Slide Show of our Failed Ads

This is the Picasa link to our slide show.

In-Class, Feb. 13th:

PROMPT 1

Select the visual ad that does the best job - in your opinion - according to the following rubric. We'll put the winner on the board.

RUBRIC:

1) The artist has INVENTED a product or a service (followed the prompt; s/he didn't use an existing brand name (existing companies could be mad at us for damaging their reputation ;-))

2)The artist INVENTED a well-matched slogan (didn't use an existing one)

3)The artist created a collage of pictures that go well with the slogan.
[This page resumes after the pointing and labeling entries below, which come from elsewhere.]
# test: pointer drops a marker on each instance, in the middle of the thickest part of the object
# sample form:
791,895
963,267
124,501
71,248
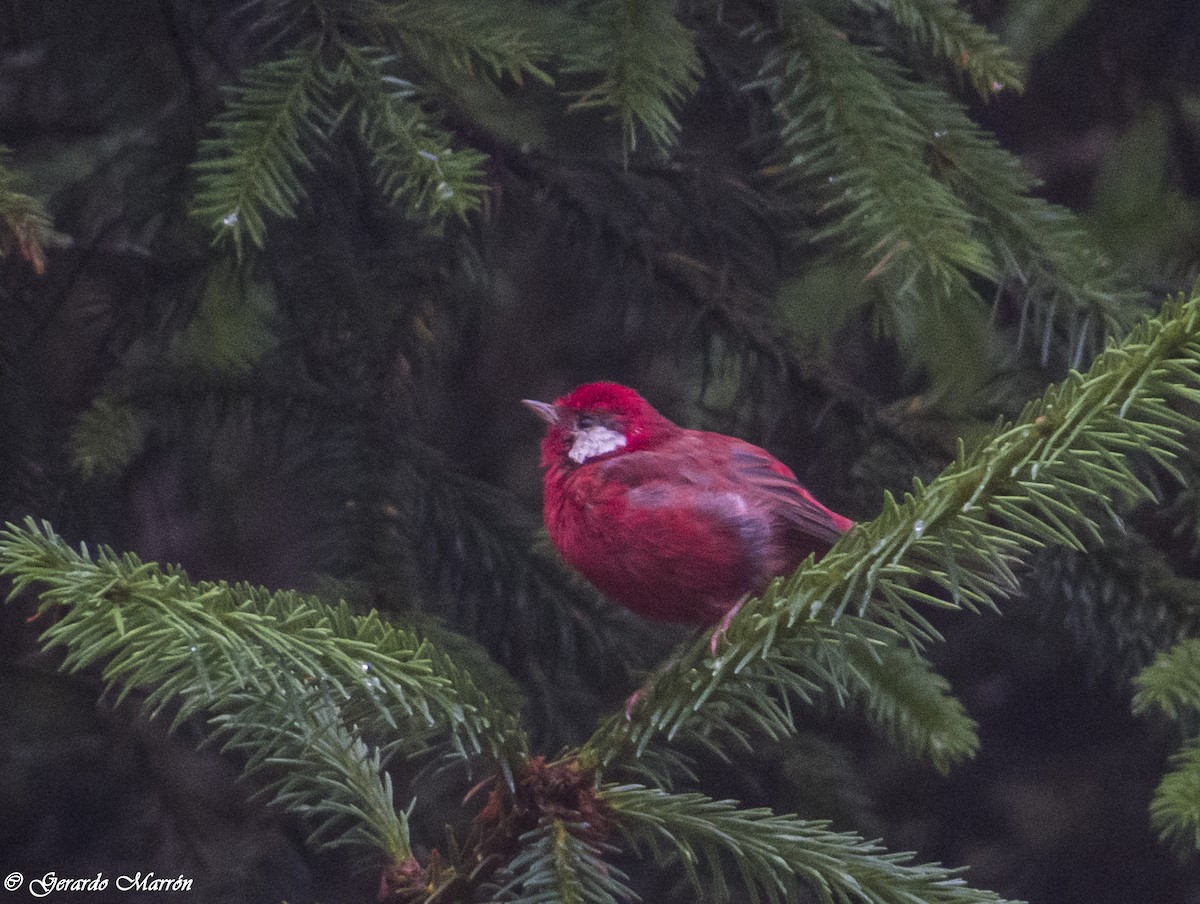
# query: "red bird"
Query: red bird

The artist didn't take an existing constellation of pictures from the Web.

4) The artist used a famous person / event / well-known historical situation to integrate in the poster.

5) The pictures and/or the slogan convey something which is politically incorrect, outrageous, or offensive in a certain way: it is a failed argument.

6) The overall layout is like a poster, and has some aesthetic expression.


PROMPT 2:

Then, look at the corresponding criticisms posted on this blog (some are attached as comments to THIS entry; most are under Monday's blog).Pick the criticism which you think does the best job according to the following rubric (we'll equally put the winner on the board):

1) The writer pretended to be Seth Stevenson (a critic), and didn't write "The ad I created is..." Instead, the text says where the critic found this ad, and what s/he thinks about it.

2) The text clearly states WHY the argument that the poster made has failed (good analysis of an argument)

3) The text uses some sort of rhetorical figures (humor, cynicism, satire, word plays, symbolism, metaphors, jokes, allusions, rhetorical questions, sayings, proverbs, colloquialisms, slang, parallelism, etc....) to ridicule the ad, or point out its flaws.

4) The text sounds like a real criticism that could be published in a newspaper.

2 comments:

cburg said...

When one is traveling and in need of a hotel room for the evening, they generally look for something cozy and quiet. The advertisement for Hotel on Nl Street clearly is not either of these. Sheep are your typical "sweet dreams" stereotype, but in this ad they are in a pasture covered with the Nl Hotel logo on a blanket. This might be effective had the advertisers not incorporated Renee Zelwegger. She looks frightened to be in the bed she is in, and also appears to be unsure of the reason she stayed in that hotel.
I must say that I would not stay at hotel with such an advertisement. The Nl Street Hotel seems scary and mysterious (not in a good way) because of this ad alone.
-Chelsea Burg

todd said...

This advertisement is trying to convey to the consumer that smoking cigarettes with the Marlboro man is cool. In some cases this may be, but it is not cool to make a play on words at Jewish people just to sell cigarettes. This advertisement was very out of line and failed in my opinion not only with the Jewish crowd but with people with a sensitive side, who can obvioudly see that this ad is completely out of line.